Born August 18, 1923, in Chambersburg, Pennsylvania, Helen Shaffer (pronounced Shay-fer) grew up there and still lives in the same house she lived in as a child. Though she didn’t play much baseball herself, her mother (more than her father) was interested in the sport and took her to major league games. For a long time their favorite team was the Brooklyn Dodgers.
Later, Helen became a fan of the Pittsburgh Pirates and liked to go to see them play in Three Rivers Stadium (since torn down), which she says was the most beautiful ballpark she has ever seen. She has also followed the Philadelphia Athletics, when Connie Mack was the manager, and the Philadelphia Phillies.

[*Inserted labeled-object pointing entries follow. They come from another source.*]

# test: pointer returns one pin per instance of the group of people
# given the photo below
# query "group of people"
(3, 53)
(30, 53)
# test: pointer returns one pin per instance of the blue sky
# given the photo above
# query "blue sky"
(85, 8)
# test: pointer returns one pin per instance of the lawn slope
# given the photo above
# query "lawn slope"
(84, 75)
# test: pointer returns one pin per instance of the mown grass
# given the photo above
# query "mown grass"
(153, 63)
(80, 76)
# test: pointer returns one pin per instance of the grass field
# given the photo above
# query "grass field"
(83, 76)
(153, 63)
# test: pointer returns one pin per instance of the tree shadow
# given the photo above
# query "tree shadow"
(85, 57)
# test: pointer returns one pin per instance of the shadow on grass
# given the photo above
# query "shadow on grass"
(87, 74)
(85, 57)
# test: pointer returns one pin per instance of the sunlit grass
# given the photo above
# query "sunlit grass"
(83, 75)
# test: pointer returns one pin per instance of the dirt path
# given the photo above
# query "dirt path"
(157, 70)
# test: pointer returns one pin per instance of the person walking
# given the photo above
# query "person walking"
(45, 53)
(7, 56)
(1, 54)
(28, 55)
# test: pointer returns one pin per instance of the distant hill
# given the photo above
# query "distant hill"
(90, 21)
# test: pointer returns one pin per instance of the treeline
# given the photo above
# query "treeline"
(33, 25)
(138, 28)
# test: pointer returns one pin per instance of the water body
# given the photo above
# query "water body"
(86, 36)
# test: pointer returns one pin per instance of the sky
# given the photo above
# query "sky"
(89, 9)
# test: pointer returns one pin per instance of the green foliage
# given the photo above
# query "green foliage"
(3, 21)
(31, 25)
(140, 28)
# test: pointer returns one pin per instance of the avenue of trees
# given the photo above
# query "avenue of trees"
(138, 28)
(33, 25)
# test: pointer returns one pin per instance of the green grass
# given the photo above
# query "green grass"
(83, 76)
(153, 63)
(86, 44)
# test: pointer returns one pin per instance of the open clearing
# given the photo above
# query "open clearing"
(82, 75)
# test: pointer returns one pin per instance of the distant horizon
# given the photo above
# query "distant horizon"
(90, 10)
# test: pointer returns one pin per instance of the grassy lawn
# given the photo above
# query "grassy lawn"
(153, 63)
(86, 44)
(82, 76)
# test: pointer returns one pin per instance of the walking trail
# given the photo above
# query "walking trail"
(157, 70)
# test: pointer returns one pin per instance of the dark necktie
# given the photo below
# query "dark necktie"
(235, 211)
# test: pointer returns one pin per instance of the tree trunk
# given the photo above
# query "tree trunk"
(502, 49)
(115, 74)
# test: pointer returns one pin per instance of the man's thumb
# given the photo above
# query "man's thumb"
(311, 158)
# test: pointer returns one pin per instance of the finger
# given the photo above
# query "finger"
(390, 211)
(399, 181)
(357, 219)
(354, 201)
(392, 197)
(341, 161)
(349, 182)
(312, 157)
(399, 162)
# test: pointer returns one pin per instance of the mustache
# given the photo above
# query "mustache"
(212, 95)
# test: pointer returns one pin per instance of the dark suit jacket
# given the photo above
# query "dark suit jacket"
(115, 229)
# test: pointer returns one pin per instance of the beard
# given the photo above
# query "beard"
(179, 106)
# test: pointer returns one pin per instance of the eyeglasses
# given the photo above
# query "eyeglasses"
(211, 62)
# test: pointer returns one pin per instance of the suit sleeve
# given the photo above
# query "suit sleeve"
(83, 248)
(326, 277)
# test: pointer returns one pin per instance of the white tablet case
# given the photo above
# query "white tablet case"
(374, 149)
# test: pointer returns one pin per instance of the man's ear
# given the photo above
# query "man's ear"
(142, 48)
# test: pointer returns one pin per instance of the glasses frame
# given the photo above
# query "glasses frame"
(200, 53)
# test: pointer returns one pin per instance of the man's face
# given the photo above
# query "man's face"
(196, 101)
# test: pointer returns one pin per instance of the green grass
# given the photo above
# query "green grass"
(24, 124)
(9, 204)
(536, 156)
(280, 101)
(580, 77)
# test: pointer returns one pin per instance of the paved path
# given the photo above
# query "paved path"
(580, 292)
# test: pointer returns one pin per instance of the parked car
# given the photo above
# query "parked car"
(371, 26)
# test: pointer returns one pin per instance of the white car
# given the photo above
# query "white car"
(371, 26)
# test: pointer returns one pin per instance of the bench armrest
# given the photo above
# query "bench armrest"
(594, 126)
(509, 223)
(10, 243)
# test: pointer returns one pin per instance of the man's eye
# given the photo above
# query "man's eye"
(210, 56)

A writer all her life, she has written and published lots of light verse. It has appeared on greeting cards, in The Philadelphia Sunday Bulletin, and in The Wall Street Journal. She writes that “A discarded library copy of The Tale of Genji, which I bought for fifteen cents sparked an interest in Japanese poetry.” In the late 1980s she started writing haiku and soon joined the Haiku Society of America. Her haiku and tanka have been published in a number of journals. Among her favorite poets are Yamaguchi Seishi and Nick Virgilio.
She wrote her first baseball haiku in 1998 when she heard Red Moon Press was doing an anthology of baseball haiku (Past Time, 1999). Her “drooping flag,” accepted for the book, shows one way nature is closely involved with the game: it can signal to a manager how to position his defensive players.